Le 12 décembre 1967, au sommet de son prestige, Aquin prend la parole devant 2000 militants indépendantistes du RIN rassemblés au Centre Paul-Sauvé. Il plaide pour l’union des forces indépendantistes. Il reste néanmoins plus proche de son ancien collègue René Lévesque que des rinistes, même s’il partage avec eux une certaine inclinaison vers la gauche. À la revue Socialisme, Aquin explique que la « réunification ne constitue pas exclusivement à rassembler tout le monde derrière le même chef. Elle comporte, dit-il, le respect démocratique des différentes tendances. […] Ainsi peut-on créer un parti structuré, possédant le pluralisme d’un front et projetant une image aussi diversifiée que sera celle d’un Québec libre ».
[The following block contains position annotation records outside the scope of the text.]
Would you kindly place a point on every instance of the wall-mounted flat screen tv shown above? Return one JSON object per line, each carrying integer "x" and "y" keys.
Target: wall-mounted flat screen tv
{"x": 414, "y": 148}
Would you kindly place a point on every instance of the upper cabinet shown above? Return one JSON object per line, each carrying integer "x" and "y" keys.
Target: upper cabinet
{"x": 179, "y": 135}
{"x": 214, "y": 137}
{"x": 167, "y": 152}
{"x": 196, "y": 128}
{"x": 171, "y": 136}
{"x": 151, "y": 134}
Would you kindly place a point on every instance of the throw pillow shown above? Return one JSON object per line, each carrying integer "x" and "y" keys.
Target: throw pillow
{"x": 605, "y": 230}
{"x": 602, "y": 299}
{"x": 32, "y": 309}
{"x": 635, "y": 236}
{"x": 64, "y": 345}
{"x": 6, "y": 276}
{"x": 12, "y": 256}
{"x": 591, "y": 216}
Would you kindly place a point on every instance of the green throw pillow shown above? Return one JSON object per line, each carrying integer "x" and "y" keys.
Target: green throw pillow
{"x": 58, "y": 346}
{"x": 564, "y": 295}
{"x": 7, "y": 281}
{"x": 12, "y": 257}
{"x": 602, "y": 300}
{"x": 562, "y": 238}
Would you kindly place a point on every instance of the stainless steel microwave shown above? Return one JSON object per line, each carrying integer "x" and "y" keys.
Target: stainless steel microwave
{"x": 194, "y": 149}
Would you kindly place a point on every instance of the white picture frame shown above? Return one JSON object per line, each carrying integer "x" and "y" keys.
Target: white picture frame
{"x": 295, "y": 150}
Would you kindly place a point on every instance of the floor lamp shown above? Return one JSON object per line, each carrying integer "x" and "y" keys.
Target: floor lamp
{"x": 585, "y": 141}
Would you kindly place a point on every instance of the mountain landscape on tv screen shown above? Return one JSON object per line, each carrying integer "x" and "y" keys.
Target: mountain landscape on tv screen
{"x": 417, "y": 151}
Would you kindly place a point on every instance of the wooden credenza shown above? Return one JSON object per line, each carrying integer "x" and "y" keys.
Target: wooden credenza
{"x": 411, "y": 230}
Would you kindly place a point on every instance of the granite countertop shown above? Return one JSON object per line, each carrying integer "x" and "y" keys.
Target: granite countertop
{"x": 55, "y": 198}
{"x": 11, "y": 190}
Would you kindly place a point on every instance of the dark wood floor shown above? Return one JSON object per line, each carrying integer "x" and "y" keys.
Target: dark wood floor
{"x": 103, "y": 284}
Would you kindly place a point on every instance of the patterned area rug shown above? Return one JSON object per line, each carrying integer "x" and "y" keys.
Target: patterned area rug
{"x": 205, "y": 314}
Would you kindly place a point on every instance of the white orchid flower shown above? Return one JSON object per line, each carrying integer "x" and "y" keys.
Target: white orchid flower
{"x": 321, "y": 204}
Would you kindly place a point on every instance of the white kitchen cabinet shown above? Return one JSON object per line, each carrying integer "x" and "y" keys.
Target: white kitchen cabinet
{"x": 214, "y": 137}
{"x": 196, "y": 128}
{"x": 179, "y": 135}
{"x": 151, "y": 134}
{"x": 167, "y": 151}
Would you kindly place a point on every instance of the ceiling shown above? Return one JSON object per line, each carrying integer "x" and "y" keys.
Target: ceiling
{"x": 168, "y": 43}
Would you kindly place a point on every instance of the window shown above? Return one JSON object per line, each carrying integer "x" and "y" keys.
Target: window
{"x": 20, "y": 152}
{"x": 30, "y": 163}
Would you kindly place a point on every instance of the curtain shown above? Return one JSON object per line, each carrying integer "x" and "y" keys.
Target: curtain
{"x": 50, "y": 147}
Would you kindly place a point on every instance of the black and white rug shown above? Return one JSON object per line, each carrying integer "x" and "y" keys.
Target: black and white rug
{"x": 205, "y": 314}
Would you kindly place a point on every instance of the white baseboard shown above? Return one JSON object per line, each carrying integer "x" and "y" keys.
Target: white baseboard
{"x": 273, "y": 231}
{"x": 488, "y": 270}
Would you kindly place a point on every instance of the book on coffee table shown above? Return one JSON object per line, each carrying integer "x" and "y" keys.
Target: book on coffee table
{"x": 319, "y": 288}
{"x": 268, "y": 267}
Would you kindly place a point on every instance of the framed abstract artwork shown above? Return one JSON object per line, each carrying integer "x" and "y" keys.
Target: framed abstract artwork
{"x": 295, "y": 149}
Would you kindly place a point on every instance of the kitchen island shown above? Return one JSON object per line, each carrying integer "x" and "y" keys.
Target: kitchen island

En 1967-1968, le nom d’Aquin est sur toutes les lèvres, du moins celles qui parlent de politique. On l’invite à prendre la parole partout. À Sept-Îles, le 9 décembre 1967, il annonce officiellement qu’il se joint au Mouvement souveraineté-association (MSA) de René Lévesque. Il dit : « Il n’y a qu’un homme qui peut prendre la direction du grand parti qui, demain, fera un Québec indépendant, un Québec renouvelé et fraternel, et cet homme c’est René Lévesque. »
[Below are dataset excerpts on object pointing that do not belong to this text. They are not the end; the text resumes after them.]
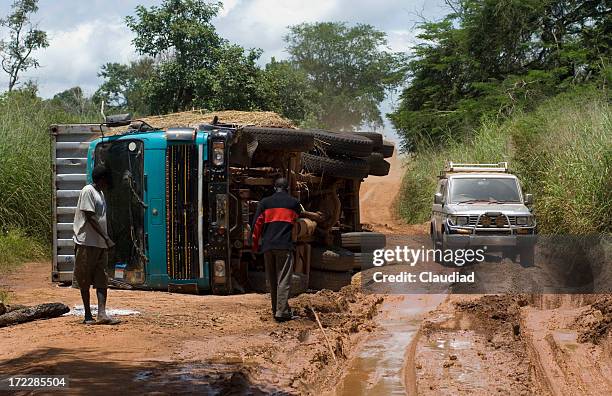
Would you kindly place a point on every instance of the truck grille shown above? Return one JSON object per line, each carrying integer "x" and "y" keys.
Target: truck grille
{"x": 181, "y": 212}
{"x": 473, "y": 221}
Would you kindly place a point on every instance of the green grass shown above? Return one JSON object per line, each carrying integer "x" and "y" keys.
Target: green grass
{"x": 489, "y": 144}
{"x": 561, "y": 151}
{"x": 25, "y": 175}
{"x": 25, "y": 162}
{"x": 4, "y": 296}
{"x": 16, "y": 248}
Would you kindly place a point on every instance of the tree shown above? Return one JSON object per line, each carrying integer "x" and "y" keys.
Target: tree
{"x": 349, "y": 69}
{"x": 74, "y": 101}
{"x": 124, "y": 86}
{"x": 194, "y": 66}
{"x": 488, "y": 58}
{"x": 24, "y": 38}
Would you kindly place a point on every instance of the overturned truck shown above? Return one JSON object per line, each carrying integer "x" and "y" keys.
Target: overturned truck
{"x": 182, "y": 200}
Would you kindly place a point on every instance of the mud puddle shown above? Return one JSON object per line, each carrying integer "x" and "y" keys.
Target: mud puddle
{"x": 378, "y": 367}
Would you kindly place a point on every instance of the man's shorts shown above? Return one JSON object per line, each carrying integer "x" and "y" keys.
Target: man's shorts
{"x": 90, "y": 267}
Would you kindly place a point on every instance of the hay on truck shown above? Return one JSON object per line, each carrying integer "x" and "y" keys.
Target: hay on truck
{"x": 325, "y": 171}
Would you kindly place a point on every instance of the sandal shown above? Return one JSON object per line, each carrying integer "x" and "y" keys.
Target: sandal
{"x": 108, "y": 321}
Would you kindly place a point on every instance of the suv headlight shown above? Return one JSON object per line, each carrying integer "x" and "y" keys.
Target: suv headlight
{"x": 524, "y": 220}
{"x": 459, "y": 220}
{"x": 218, "y": 153}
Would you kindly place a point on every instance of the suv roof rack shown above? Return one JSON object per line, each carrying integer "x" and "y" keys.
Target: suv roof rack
{"x": 451, "y": 167}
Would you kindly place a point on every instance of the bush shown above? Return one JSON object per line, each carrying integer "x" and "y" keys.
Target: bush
{"x": 25, "y": 161}
{"x": 489, "y": 144}
{"x": 562, "y": 153}
{"x": 16, "y": 247}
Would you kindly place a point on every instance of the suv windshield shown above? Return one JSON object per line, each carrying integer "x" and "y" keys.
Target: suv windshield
{"x": 487, "y": 189}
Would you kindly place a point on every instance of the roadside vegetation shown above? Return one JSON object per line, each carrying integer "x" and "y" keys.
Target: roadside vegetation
{"x": 521, "y": 81}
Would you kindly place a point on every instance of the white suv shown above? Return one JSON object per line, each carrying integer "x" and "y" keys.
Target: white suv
{"x": 478, "y": 205}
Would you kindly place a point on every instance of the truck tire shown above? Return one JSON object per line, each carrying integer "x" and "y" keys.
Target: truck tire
{"x": 335, "y": 259}
{"x": 339, "y": 143}
{"x": 387, "y": 149}
{"x": 363, "y": 242}
{"x": 282, "y": 139}
{"x": 375, "y": 137}
{"x": 329, "y": 280}
{"x": 346, "y": 168}
{"x": 363, "y": 261}
{"x": 299, "y": 284}
{"x": 378, "y": 165}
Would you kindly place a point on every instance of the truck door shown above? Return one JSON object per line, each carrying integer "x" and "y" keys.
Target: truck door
{"x": 69, "y": 145}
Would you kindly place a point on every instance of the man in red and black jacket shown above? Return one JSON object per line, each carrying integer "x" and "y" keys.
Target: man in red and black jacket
{"x": 272, "y": 235}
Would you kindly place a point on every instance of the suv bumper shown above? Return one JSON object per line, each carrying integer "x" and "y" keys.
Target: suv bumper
{"x": 454, "y": 241}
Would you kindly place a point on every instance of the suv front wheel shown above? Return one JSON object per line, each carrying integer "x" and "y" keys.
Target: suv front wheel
{"x": 527, "y": 256}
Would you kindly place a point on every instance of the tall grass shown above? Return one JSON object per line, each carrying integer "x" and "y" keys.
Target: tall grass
{"x": 16, "y": 247}
{"x": 561, "y": 151}
{"x": 564, "y": 154}
{"x": 25, "y": 162}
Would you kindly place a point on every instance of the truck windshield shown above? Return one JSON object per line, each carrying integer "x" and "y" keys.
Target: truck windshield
{"x": 488, "y": 189}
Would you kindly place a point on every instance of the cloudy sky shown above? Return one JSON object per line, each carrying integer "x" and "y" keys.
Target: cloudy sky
{"x": 84, "y": 34}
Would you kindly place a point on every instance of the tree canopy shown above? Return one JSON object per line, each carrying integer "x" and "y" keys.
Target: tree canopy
{"x": 349, "y": 69}
{"x": 488, "y": 58}
{"x": 193, "y": 66}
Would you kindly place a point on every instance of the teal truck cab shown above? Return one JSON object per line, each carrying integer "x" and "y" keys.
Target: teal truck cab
{"x": 181, "y": 201}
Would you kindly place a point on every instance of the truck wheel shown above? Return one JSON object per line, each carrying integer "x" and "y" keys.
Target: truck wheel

Mais Aquin souhaite du même souffle que des négociations permettent d’unir au plus vite le RIN aux troupes de Lévesque. Ce que ne souhaite pas spécialement ce dernier, pour des raisons tant idéologiques que stratégiques et personnelles.

Auprès de Lévesque, Aquin va représenter l’aile gauche au sein de l’exécutif du MSA. En avril 1968, devant les 4500 personnes réunies à l’aréna Maurice-Richard autour de ces deux vedettes au congrès de fondation du MSA, les tensions se font vite sentir entre les deux hommes.
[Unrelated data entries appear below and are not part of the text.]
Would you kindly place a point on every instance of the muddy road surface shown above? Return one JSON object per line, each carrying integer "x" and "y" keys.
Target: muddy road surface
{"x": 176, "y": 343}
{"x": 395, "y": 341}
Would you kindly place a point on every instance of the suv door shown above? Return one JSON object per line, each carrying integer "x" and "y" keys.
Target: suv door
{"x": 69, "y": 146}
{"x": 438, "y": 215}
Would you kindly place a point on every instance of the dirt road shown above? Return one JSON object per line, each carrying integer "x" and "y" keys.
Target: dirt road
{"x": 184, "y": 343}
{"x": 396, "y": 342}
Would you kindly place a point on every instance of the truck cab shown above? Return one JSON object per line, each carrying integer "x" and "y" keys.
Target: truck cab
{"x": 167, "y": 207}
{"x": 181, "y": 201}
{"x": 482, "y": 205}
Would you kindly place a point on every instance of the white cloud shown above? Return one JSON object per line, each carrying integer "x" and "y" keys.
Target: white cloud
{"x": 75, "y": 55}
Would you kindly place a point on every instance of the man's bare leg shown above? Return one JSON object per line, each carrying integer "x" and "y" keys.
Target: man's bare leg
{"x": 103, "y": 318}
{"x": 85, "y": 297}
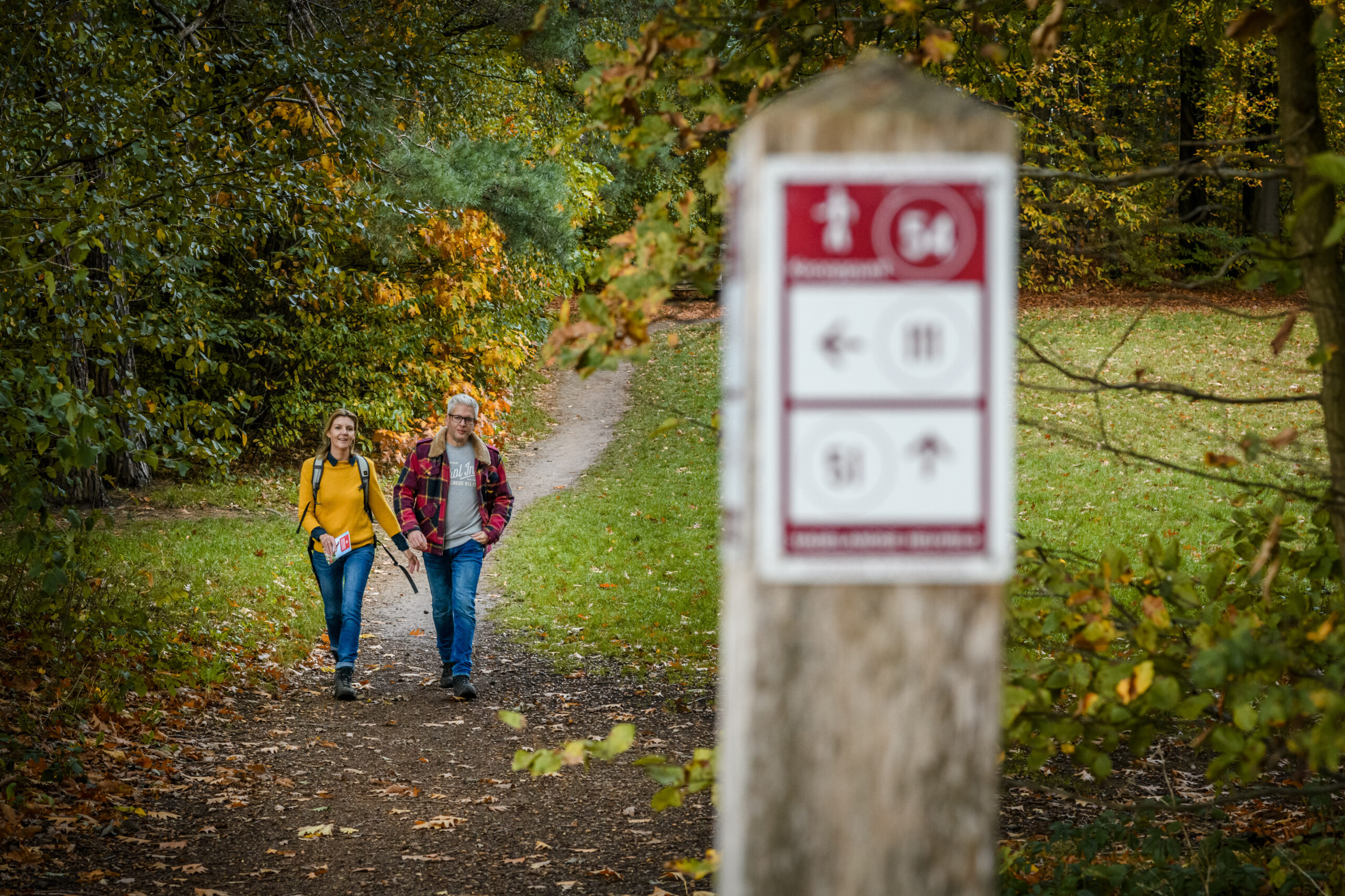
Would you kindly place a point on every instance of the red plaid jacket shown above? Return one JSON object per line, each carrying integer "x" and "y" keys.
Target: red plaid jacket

Très sensible à l’urgence de défendre le français au nom même de l’avenir de l’État qu’il aspire développer, Aquin se retrouve en opposition face à son ancien collègue libéral. Aquin soutient par exemple qu’il faudrait restreindre l’assistance sociale aux familles immigrantes qui refuseraient d’envoyer leurs enfants dans une école française, ce qui a l’heur de déplaire à Lévesque. Pour ce dernier, c’est là vouloir remplacer une injustice par une autre. La question de la langue d’enseignement dans les écoles bat alors son plein et s’avère extrêmement sensible. Et les divisions sont nombreuses sur cette question.

Cette opposition avec René Lévesque le conduit à quitter le MSA le 29 juillet 1968, tout en continuant de militer en faveur de l’indépendance du Québec. Ce jour-là, après 1 h 45 de discussions avec l’exécutif du MSA, il conclut que trop les sépare. La question linguistique d’abord, mais aussi la question internationale. Selon Le Devoir daté du lendemain, Aquin « voudrait une véritable « décolonisation » du Québec vis-à-vis des États-Unis ». En outre, affirme Le Devoir, il n’est pas du tout d’accord avec la façon dont le MSA conduit les négociations avec les autres groupes indépendantistes en vue d’une éventuelle union. Aquin n’en affirme pas moins qu’il va continuer de soutenir en chambre son collègue Lévesque, devenu tout comme lui un député indépendant et la cible d’attaques de la part de leurs anciens camarades libéraux.

Déçu, François Aquin démissionne de son poste de député le 20 novembre 1968. Il retourne à la pratique du droit puis à l’enseignement. Il sera appelé à jouer divers rôles de conseiller, tout en écrivant assez régulièrement sur des questions juridiques et occasionnellement sur des questions politiques.

Né à Ville-Émard le 6 mars 1926, fils d’un menuisier, François Aquin a mené ses études chez les jésuites, au Collège Ville-Marie. Il est d’abord tenté d’entrer dans cette compagnie mais sa foi vacille et il se dirige finalement vers l’étude du Droit. Après des études à l’université McGill, il est admis au barreau du Québec en 1956. Il exerce son métier d’avocat jusqu’en 2012. Il a aussi enseigné de 1969 à 1989 à l’Université de Montréal. François Aquin a notamment été formateur des juges de la Cour du Québec, de la Cour Supérieure et de la Cour d’appel lors de la réforme du Code civil en 1994. Il est décédé le 23 novembre à Laval.